Alcandora
Alcandora existe, hay evidencias de ello. Se trata de una tierra fraccionada en dos, la zona de costa y el paraje de sierra, ambas tan hermosas como diferentes. Encaramado en una colina, el pueblo guarda las esencias morunas de sus antiguos pobladores. En él conviven curanderos, intelectuales, pintores, pastores, filósofos, huertanos, actores, porreros, adinerados, solitarios, buscones, antisociales, misántropos, tímidos, desamparados, cartujos, campechanos, llanos, naturales y artesanos; buena gente, al fin y al cabo.
El litoral limita al sur con el mar de Orán. Sus playas son de ensueño, allí florecen abundantemente las buganvillas, hasta el punto de casi empaparse en la misma orilla de la mar. Las olas rompen suavemente, como no queriendo deshilvanar el encaje blanco de espuma salada. Las gaviotas duermen el tiempo, apenas mueven sus alas, no se vayan a avivar las palmeras que peinan hacia atrás en días de ventolera.

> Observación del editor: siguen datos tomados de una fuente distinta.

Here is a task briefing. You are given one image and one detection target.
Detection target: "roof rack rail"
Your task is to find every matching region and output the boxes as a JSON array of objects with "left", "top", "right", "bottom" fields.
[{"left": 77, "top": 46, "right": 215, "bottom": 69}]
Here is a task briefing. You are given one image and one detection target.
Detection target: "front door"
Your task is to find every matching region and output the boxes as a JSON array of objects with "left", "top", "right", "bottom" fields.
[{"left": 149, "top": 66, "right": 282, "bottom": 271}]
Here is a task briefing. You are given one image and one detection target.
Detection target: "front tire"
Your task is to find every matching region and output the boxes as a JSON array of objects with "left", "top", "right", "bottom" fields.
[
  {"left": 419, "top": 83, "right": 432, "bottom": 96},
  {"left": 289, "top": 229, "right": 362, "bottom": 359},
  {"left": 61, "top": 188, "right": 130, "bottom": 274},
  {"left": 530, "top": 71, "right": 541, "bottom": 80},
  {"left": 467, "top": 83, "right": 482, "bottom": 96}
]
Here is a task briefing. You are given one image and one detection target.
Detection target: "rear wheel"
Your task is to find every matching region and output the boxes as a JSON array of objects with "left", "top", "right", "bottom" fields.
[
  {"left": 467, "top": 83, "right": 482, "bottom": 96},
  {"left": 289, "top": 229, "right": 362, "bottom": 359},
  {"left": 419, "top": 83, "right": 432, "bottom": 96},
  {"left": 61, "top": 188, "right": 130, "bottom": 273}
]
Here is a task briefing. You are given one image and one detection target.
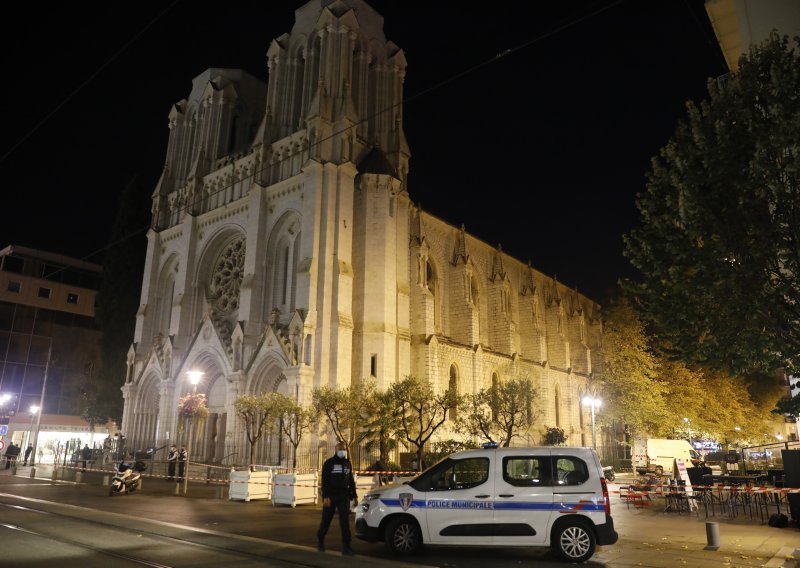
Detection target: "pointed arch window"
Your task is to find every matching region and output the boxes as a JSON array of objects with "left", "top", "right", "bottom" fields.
[
  {"left": 270, "top": 227, "right": 301, "bottom": 316},
  {"left": 426, "top": 261, "right": 435, "bottom": 295},
  {"left": 554, "top": 387, "right": 561, "bottom": 427}
]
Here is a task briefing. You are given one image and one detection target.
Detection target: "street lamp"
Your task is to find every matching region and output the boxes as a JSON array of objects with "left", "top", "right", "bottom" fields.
[
  {"left": 186, "top": 370, "right": 204, "bottom": 394},
  {"left": 582, "top": 396, "right": 601, "bottom": 450}
]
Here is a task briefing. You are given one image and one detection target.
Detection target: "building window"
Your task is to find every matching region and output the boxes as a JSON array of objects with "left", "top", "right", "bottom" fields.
[
  {"left": 67, "top": 293, "right": 79, "bottom": 305},
  {"left": 7, "top": 281, "right": 20, "bottom": 293},
  {"left": 38, "top": 287, "right": 51, "bottom": 299},
  {"left": 370, "top": 354, "right": 378, "bottom": 377}
]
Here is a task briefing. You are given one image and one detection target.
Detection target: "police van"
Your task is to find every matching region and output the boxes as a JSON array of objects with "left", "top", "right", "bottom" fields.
[{"left": 355, "top": 444, "right": 617, "bottom": 562}]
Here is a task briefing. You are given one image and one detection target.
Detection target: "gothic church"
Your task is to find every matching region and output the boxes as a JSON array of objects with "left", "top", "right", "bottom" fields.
[{"left": 120, "top": 0, "right": 603, "bottom": 465}]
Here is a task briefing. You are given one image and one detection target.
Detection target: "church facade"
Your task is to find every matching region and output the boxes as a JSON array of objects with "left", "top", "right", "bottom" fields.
[{"left": 119, "top": 0, "right": 603, "bottom": 466}]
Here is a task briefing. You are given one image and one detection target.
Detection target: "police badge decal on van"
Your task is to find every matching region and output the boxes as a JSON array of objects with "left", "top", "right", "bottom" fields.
[{"left": 399, "top": 493, "right": 413, "bottom": 511}]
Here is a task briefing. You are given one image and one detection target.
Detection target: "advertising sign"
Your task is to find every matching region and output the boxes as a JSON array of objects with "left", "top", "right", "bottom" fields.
[{"left": 675, "top": 458, "right": 697, "bottom": 511}]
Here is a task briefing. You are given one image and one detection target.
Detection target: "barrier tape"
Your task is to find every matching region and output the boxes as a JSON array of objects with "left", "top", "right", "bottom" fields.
[
  {"left": 614, "top": 483, "right": 800, "bottom": 496},
  {"left": 56, "top": 463, "right": 414, "bottom": 489}
]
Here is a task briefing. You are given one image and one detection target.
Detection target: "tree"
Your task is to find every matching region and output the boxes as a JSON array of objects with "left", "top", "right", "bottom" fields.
[
  {"left": 388, "top": 375, "right": 458, "bottom": 466},
  {"left": 542, "top": 427, "right": 566, "bottom": 446},
  {"left": 311, "top": 382, "right": 372, "bottom": 456},
  {"left": 361, "top": 388, "right": 402, "bottom": 464},
  {"left": 233, "top": 393, "right": 283, "bottom": 468},
  {"left": 596, "top": 297, "right": 668, "bottom": 436},
  {"left": 94, "top": 175, "right": 149, "bottom": 423},
  {"left": 276, "top": 394, "right": 317, "bottom": 469},
  {"left": 459, "top": 376, "right": 539, "bottom": 446},
  {"left": 623, "top": 33, "right": 800, "bottom": 374}
]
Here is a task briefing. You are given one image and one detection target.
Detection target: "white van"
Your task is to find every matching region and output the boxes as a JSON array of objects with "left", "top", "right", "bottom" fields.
[
  {"left": 354, "top": 444, "right": 618, "bottom": 563},
  {"left": 634, "top": 438, "right": 702, "bottom": 476}
]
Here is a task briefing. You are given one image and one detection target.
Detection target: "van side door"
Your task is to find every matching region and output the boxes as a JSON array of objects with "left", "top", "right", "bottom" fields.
[
  {"left": 551, "top": 453, "right": 606, "bottom": 528},
  {"left": 423, "top": 456, "right": 494, "bottom": 545},
  {"left": 493, "top": 451, "right": 552, "bottom": 545}
]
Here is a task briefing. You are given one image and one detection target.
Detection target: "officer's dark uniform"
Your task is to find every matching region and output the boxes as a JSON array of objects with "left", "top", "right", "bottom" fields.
[{"left": 316, "top": 447, "right": 357, "bottom": 554}]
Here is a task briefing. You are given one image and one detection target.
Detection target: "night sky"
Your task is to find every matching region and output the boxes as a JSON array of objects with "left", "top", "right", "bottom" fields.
[{"left": 0, "top": 0, "right": 727, "bottom": 302}]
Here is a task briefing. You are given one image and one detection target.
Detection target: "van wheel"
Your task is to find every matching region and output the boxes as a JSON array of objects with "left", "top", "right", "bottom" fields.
[
  {"left": 384, "top": 517, "right": 422, "bottom": 555},
  {"left": 553, "top": 521, "right": 596, "bottom": 563}
]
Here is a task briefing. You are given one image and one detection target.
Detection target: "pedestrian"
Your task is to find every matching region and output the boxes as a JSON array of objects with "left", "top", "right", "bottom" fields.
[
  {"left": 23, "top": 444, "right": 33, "bottom": 466},
  {"left": 316, "top": 442, "right": 357, "bottom": 555},
  {"left": 102, "top": 436, "right": 112, "bottom": 464},
  {"left": 370, "top": 458, "right": 388, "bottom": 486},
  {"left": 167, "top": 444, "right": 178, "bottom": 481},
  {"left": 411, "top": 458, "right": 418, "bottom": 472},
  {"left": 81, "top": 444, "right": 92, "bottom": 470},
  {"left": 4, "top": 443, "right": 17, "bottom": 469},
  {"left": 177, "top": 446, "right": 188, "bottom": 481}
]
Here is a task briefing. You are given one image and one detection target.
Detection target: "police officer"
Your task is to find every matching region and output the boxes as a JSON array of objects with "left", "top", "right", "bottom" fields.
[
  {"left": 316, "top": 442, "right": 357, "bottom": 555},
  {"left": 177, "top": 446, "right": 188, "bottom": 481},
  {"left": 167, "top": 444, "right": 178, "bottom": 481}
]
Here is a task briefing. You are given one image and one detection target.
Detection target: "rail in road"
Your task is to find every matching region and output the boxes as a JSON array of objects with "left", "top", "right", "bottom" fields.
[{"left": 0, "top": 492, "right": 422, "bottom": 568}]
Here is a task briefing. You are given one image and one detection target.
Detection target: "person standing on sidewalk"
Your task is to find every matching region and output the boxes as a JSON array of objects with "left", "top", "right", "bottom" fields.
[
  {"left": 177, "top": 446, "right": 188, "bottom": 481},
  {"left": 167, "top": 444, "right": 178, "bottom": 481},
  {"left": 4, "top": 443, "right": 18, "bottom": 469},
  {"left": 316, "top": 442, "right": 357, "bottom": 555},
  {"left": 80, "top": 444, "right": 92, "bottom": 470},
  {"left": 23, "top": 444, "right": 33, "bottom": 466}
]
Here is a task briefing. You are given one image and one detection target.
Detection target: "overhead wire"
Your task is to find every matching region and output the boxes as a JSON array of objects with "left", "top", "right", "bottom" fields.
[
  {"left": 0, "top": 0, "right": 183, "bottom": 166},
  {"left": 44, "top": 0, "right": 626, "bottom": 278}
]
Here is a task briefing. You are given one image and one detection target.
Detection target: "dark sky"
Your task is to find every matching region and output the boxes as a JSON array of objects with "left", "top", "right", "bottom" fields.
[{"left": 0, "top": 0, "right": 727, "bottom": 302}]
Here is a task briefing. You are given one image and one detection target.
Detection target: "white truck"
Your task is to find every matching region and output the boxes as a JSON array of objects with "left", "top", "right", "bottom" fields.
[{"left": 633, "top": 437, "right": 703, "bottom": 477}]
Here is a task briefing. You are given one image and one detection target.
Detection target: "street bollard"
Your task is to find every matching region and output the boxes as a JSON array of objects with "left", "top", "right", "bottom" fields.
[
  {"left": 29, "top": 467, "right": 35, "bottom": 478},
  {"left": 51, "top": 468, "right": 58, "bottom": 481},
  {"left": 103, "top": 475, "right": 110, "bottom": 486},
  {"left": 215, "top": 485, "right": 224, "bottom": 499},
  {"left": 174, "top": 481, "right": 181, "bottom": 496},
  {"left": 704, "top": 522, "right": 720, "bottom": 551},
  {"left": 75, "top": 471, "right": 83, "bottom": 483}
]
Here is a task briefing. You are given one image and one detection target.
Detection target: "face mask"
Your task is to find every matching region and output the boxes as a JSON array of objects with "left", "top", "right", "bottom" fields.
[{"left": 336, "top": 450, "right": 347, "bottom": 459}]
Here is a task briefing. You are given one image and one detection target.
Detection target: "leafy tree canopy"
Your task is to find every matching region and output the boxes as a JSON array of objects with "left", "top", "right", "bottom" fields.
[
  {"left": 388, "top": 375, "right": 459, "bottom": 465},
  {"left": 623, "top": 33, "right": 800, "bottom": 374},
  {"left": 458, "top": 375, "right": 539, "bottom": 447}
]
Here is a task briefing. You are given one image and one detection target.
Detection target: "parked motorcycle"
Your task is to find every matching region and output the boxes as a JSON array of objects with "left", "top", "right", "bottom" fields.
[
  {"left": 602, "top": 465, "right": 615, "bottom": 482},
  {"left": 109, "top": 459, "right": 147, "bottom": 496}
]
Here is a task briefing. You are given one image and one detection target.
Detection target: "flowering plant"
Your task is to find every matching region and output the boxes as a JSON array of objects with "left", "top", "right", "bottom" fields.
[
  {"left": 178, "top": 393, "right": 209, "bottom": 434},
  {"left": 178, "top": 393, "right": 210, "bottom": 419}
]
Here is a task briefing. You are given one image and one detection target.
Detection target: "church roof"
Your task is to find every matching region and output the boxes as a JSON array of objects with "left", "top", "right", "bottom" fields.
[{"left": 358, "top": 147, "right": 397, "bottom": 177}]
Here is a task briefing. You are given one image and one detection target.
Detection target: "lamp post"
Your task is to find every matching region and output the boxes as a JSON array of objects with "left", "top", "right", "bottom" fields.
[
  {"left": 27, "top": 405, "right": 39, "bottom": 455},
  {"left": 582, "top": 396, "right": 601, "bottom": 450},
  {"left": 30, "top": 341, "right": 52, "bottom": 471},
  {"left": 186, "top": 370, "right": 204, "bottom": 394}
]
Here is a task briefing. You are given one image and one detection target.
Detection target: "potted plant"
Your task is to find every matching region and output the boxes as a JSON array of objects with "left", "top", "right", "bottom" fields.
[
  {"left": 229, "top": 393, "right": 282, "bottom": 502},
  {"left": 271, "top": 395, "right": 319, "bottom": 507}
]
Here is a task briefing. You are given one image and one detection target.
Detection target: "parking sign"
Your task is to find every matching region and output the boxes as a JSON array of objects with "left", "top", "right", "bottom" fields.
[{"left": 0, "top": 425, "right": 7, "bottom": 436}]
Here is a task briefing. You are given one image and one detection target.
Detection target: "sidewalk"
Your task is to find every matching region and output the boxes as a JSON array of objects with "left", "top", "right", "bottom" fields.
[
  {"left": 606, "top": 475, "right": 800, "bottom": 567},
  {"left": 1, "top": 465, "right": 799, "bottom": 567}
]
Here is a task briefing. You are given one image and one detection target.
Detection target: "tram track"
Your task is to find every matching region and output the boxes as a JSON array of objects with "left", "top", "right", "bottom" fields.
[
  {"left": 1, "top": 521, "right": 173, "bottom": 567},
  {"left": 0, "top": 496, "right": 334, "bottom": 568}
]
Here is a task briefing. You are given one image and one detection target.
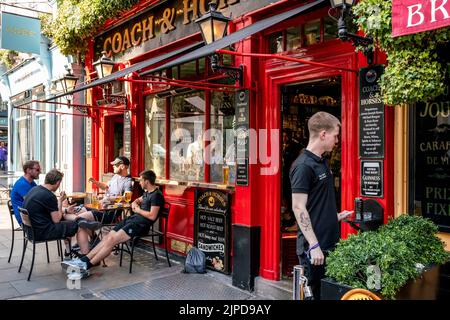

Los amaneceres y los ocasos dibujan en el lienzo de las nubes colores imposibles, del intenso rojo solar al blanco de luna, sus reflejos trazan en la mar senderos de oro y plata. A media tarde, tolvaneras de gaviotas, labradas como velos blancos, acompañan el regreso de los barcos pesqueros. La brisa marina acerca a los oídos historias de cuando ni se sabe comenzaron a ser fábulas.
No cabe duda, Alcandora es esto, acontecimientos con figuras que bien podrían ser reales.